Perhaps most interestingly, among the players named to the U.S. squad for the recent friendly against the Czech Republic was Jordan Morris, the first collegiate player to appear on the roster since 1999. Morris apparently impressed Klinsmann while the national team trained at Stanford, where Morris is a sophomore, in scrimmages between the school's team and the U.S. men. While Morris was a player for the Seattle Sounders' youth team, he chose education over professional soccer in signing with Stanford instead of the Sounders.

Morris did not appear in the match, which the U.S. won 1-0 on an Alejandro Bedoya goal. But Morris' inclusion in the squad is hard to read as anything other than an indication that Klinsmann both recognizes his talent as a 19 year-old and validates the developmental training that he received in the Sounders' youth organization and at Stanford.

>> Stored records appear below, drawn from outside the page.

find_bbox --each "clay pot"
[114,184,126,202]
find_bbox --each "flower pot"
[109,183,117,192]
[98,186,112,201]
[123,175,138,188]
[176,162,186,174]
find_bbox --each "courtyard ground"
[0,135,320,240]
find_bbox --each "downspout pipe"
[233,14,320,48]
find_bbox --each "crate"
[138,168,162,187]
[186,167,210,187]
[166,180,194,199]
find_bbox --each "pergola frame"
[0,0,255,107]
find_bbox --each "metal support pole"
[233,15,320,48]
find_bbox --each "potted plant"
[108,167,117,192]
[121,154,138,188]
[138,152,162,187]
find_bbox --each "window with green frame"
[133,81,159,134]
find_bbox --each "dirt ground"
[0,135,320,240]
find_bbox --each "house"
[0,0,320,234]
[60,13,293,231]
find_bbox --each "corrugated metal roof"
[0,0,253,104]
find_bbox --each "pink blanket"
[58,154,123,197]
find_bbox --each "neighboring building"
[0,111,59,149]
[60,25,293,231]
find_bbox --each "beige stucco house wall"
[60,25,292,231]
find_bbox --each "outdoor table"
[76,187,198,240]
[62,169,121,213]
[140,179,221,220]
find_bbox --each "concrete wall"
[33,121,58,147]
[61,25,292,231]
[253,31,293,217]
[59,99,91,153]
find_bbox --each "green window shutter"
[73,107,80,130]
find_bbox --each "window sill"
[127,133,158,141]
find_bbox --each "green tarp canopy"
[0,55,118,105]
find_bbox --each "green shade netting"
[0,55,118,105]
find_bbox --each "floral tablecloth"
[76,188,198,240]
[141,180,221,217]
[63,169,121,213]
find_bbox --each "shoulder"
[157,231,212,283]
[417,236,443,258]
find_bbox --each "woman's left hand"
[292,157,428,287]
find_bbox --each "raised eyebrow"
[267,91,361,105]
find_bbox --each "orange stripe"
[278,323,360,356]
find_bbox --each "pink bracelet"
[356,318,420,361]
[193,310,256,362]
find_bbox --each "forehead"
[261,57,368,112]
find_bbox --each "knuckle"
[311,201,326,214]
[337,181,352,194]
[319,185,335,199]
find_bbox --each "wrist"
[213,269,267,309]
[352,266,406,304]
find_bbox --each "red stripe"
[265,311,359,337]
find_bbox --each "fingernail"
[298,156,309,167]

There are undoubtedly serious problems with the way the NCAA administers its revenue sports. Luck's proposal, however, presents an opportunity to the organization and its member institutions to make strides toward providing education for both sports and for life after sports, with the latter undoubtedly being the vocational destination for a vast majority of their players. 

The Soccer America article linked above suggests that Luck's proposal may well fail because, as a non-revenue sport, soccer simply isn't on the radar of may college athletic directors and presidents. They may either not want to set a precedent for other sports to seek a similar change, or simply not care enough about the development of college soccer to devote time to consideration of a change in how and when it is played.

Such a reaction (or non-reaction as the case may be) will simply be further confirmation of what the true "value" of college athletics to those that administer them is. And it would once again expose the NCAA's insistence to refer to those that play college sports as "student-athletes" for the sham that it is increasingly perceived to be.